これと似た現象がワークウエア市場でも起こっている。
この1年で、ワークウエア専門チェーンのワークマンは「一般消費者向けのワークウエア市場」というものを新たに創った。これまで機能性と価格を武器に、プロ向けのワークウエアショップを展開してきたが、デザイン性も加え、一般消費者もターゲットにした新業態「ワークマンプラス」を出店。ねらいどおり、客数を大幅に増やすことに成功し、既存店売上高も2ケタ以上伸ばしている。
このワークマンが火をつけたワークウエアブームがホームセンター業界にも波及し始めているのだ。ここでは、写真を交えて、最近のホームセンター各社の取り組みを紹介する。

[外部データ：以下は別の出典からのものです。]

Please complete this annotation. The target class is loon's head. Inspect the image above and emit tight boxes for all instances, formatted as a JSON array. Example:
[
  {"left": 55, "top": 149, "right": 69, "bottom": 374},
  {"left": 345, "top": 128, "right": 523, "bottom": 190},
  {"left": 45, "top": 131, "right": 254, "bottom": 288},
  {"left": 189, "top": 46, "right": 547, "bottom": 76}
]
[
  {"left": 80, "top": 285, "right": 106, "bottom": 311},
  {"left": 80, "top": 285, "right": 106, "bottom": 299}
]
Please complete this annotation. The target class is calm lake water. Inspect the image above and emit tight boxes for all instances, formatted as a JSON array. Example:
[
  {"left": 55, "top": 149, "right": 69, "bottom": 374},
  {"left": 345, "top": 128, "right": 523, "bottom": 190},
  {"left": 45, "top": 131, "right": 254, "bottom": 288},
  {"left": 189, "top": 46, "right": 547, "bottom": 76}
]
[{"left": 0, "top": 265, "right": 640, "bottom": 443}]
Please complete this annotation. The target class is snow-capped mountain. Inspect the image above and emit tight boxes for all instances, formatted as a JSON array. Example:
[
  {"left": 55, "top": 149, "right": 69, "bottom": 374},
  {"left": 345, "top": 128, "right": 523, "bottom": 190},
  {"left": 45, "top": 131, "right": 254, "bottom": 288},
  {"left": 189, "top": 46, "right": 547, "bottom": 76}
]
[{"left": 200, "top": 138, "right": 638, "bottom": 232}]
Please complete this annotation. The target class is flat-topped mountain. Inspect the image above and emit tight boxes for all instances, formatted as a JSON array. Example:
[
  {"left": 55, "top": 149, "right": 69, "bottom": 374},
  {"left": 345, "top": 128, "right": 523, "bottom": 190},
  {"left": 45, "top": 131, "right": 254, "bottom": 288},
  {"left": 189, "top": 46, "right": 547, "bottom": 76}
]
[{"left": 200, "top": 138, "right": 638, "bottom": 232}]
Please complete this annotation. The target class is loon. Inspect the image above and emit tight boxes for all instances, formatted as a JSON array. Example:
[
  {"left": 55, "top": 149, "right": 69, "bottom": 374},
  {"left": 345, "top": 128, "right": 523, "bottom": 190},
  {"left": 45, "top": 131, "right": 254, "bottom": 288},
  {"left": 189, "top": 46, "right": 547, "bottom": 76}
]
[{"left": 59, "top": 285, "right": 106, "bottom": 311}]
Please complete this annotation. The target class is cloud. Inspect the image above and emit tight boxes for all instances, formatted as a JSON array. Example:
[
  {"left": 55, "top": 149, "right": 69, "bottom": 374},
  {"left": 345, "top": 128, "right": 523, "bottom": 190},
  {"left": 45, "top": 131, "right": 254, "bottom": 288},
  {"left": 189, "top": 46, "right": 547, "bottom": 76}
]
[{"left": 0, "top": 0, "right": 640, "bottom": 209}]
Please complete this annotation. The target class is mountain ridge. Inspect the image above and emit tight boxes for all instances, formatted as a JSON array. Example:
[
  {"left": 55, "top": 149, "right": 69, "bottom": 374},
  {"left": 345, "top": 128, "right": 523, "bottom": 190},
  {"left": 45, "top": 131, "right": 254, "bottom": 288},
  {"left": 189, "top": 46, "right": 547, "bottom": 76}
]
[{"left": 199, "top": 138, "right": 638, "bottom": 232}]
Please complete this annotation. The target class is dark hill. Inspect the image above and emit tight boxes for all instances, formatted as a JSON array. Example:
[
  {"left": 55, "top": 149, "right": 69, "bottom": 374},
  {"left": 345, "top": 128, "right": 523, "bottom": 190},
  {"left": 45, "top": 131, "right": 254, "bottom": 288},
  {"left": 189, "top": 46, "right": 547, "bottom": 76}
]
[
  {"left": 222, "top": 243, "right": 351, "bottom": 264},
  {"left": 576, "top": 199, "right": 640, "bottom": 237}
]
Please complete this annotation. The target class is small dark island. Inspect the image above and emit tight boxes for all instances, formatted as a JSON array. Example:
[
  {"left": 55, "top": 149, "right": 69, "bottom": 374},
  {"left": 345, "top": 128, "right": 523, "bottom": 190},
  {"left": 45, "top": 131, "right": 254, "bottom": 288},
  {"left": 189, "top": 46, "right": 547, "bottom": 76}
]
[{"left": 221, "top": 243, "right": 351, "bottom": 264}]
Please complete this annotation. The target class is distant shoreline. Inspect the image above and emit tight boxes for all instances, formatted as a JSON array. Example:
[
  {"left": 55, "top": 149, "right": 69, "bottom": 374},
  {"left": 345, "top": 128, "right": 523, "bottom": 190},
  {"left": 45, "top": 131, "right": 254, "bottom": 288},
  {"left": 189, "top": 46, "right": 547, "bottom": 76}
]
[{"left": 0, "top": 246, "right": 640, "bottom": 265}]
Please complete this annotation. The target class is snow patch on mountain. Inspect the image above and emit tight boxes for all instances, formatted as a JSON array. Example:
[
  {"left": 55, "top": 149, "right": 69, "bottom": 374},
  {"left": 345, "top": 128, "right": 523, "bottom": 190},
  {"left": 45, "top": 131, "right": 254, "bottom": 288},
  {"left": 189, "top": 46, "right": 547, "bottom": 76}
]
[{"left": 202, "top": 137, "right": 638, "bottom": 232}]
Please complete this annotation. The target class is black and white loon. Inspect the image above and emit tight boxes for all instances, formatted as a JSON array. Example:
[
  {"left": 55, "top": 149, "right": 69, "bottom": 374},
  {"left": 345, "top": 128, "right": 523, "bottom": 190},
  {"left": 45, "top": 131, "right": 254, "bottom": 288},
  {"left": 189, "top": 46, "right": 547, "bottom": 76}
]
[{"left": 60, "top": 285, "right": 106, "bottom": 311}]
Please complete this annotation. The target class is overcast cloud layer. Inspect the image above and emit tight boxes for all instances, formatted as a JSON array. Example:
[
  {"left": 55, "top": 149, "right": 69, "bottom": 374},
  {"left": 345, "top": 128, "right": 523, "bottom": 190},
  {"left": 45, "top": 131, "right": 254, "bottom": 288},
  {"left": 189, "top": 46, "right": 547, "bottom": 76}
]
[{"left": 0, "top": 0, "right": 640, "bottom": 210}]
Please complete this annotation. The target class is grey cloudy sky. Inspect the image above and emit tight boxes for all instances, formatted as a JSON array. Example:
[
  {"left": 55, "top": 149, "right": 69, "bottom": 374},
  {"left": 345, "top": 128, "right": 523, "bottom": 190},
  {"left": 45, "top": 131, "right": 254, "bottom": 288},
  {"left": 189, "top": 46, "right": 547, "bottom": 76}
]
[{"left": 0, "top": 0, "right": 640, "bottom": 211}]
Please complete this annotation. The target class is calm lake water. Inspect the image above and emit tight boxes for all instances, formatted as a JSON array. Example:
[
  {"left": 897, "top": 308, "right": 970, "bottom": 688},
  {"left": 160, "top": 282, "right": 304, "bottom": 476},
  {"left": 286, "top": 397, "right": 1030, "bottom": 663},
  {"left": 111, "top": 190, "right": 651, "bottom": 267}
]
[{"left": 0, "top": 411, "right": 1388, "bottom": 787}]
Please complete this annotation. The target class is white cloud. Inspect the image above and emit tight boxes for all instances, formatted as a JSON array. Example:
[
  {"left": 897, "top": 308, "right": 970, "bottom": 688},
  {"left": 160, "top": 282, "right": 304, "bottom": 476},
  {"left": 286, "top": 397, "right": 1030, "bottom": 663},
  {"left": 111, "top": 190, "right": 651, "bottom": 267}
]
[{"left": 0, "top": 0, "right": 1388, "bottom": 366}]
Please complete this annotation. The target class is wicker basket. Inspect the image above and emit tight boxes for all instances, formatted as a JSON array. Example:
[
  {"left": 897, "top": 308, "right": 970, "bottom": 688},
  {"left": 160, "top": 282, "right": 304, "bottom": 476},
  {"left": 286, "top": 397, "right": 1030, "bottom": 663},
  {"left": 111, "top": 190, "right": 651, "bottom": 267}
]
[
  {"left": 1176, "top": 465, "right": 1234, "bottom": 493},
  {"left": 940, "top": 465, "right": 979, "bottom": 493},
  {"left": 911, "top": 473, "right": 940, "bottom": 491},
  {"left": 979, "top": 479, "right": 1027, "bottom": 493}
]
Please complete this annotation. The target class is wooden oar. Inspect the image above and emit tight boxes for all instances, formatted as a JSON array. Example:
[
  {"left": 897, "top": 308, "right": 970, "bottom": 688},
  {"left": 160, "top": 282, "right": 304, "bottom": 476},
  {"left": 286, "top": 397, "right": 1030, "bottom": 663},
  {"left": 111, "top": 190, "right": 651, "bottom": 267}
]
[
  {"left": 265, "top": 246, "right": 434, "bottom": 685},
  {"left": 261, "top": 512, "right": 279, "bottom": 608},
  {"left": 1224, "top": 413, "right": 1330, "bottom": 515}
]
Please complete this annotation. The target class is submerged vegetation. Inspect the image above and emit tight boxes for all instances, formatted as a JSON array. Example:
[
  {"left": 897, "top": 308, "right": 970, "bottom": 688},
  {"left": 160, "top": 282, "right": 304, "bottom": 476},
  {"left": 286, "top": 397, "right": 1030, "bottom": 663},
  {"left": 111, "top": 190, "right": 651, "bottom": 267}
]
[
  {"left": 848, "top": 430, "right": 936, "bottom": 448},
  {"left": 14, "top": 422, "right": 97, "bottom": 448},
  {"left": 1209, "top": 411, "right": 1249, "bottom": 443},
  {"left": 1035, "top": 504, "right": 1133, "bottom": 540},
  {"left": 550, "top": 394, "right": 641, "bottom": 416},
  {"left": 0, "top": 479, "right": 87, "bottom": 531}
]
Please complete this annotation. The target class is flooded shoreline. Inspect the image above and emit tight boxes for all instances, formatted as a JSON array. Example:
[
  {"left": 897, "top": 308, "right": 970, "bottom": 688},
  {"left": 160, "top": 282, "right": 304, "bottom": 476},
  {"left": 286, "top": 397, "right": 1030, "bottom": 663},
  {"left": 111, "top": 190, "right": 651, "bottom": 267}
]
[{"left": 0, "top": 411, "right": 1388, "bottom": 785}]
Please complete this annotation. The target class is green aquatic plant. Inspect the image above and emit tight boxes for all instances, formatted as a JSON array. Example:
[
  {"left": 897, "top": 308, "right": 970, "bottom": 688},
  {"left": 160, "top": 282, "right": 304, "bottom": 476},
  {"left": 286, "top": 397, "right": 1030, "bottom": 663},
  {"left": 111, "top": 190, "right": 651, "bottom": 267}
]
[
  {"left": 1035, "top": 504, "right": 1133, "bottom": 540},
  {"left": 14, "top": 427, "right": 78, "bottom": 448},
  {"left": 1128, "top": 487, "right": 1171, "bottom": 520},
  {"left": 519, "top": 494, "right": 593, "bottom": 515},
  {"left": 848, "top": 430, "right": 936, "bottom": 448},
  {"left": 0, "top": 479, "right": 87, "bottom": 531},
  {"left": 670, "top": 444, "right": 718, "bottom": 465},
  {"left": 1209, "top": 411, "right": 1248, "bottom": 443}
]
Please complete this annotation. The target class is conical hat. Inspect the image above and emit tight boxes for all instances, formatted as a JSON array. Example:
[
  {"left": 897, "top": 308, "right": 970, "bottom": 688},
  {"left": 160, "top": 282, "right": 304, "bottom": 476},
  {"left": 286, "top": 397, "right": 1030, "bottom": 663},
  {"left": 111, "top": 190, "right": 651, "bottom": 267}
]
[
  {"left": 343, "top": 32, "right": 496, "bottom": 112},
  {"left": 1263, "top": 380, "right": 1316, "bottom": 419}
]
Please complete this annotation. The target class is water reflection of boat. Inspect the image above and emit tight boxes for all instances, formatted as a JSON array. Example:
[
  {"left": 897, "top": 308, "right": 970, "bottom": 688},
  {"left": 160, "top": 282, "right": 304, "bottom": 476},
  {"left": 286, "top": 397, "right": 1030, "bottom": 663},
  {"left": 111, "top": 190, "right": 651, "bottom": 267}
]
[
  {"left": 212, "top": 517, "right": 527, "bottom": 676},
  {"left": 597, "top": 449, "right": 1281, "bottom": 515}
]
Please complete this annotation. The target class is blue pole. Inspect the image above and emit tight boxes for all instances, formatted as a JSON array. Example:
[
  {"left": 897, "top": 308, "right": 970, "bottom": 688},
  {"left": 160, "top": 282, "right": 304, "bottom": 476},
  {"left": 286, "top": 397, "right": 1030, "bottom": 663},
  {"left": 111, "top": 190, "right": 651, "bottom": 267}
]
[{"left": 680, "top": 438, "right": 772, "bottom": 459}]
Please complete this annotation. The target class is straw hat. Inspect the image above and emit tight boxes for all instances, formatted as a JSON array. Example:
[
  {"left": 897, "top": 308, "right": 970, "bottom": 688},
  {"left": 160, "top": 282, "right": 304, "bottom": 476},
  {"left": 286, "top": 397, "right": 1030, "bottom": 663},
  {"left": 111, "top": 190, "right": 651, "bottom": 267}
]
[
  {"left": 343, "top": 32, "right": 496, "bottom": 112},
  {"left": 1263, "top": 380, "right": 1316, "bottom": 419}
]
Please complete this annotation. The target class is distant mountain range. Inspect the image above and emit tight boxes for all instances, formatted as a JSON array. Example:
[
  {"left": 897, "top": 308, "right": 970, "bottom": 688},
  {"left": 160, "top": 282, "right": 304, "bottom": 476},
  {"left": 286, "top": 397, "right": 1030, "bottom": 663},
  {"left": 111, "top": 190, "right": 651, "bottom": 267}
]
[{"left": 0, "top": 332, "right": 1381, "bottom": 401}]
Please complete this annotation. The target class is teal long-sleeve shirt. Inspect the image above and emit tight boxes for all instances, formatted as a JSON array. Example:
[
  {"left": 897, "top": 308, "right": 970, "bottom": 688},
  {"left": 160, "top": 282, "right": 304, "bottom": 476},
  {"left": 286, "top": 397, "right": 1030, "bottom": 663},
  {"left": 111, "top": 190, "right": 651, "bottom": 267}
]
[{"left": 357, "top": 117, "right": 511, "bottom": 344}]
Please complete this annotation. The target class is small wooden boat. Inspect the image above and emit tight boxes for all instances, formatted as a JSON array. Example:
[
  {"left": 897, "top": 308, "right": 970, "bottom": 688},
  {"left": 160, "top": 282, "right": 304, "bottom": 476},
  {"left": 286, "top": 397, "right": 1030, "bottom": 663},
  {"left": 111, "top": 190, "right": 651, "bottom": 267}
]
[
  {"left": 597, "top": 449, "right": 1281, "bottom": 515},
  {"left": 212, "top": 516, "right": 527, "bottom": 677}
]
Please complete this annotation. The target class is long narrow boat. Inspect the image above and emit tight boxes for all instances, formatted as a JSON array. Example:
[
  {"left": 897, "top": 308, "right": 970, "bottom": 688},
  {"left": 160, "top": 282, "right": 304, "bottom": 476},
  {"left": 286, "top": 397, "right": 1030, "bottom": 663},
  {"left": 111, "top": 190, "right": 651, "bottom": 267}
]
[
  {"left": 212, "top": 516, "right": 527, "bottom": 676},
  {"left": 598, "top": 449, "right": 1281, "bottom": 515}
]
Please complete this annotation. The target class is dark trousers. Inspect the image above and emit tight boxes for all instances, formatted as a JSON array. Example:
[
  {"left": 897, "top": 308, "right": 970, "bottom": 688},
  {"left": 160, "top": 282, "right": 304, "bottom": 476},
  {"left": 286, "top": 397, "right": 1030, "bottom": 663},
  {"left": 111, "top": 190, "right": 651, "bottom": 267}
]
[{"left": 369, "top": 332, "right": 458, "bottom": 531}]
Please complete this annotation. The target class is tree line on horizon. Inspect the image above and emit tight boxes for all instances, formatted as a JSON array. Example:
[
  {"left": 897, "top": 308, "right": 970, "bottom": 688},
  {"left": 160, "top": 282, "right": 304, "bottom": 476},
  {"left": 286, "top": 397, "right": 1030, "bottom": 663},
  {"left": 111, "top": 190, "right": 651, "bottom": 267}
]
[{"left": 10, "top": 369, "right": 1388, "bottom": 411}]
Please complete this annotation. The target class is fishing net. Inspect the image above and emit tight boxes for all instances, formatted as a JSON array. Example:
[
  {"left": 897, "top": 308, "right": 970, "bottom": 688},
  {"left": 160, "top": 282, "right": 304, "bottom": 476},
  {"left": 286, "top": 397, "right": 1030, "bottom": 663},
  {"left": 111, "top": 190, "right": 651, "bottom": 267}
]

まず、ワークマンと同様、ベイシアグループのカインズ(埼玉県/高家正行社長)。今年10月には、ジーンズブランドの「エドウィン」とコラボしたオリジナルのワークウエアを新発売。同月オープンした「カインズ浜松市野店」では、ワークウエア売場だけでなく、店舗入口の目立つ位置に、デジタルサイネージを使ってコーナーを設けている。
ヒーター内臓防寒ウエアが大ヒット!
LIXILビバ(埼玉県/渡邉修社長)も力を入れている。最近の新店ではワークウエア売場をしっかり確保し、女性向け商材も増やしている。さらに、PB(プライベートブランド)のヒーター内臓防寒ウエアは、テレビCMを打った効果もあり、品薄になるほど売れているという。
新しい取り組みを始めたのは島忠(埼玉県/岡野恭明社長)だ。10月に増床リニューアルした「ホームズ所沢店」(埼玉県所沢市)では、SPA(製造小売)型のアパレルブランド「Carabiner(カラビナ)」を初出店した。防水や伸縮などの機能性、価格だけでなく、デザイン性も追求したワークウエアとなっている。職人ではなく、30~40代のファミリー層の一般消費者をターゲットにしている。
ワークマンが火付け役となってけん引しているワークウエアブーム。オーバーストア化や、ネット通販やドラッグストアなどの他業態との競争激化で、市場の伸び悩みが続いているホームセンター業界にとって、アウトドアブームに続いて、市場を盛り上げることができる明るい材料となるかもしれない。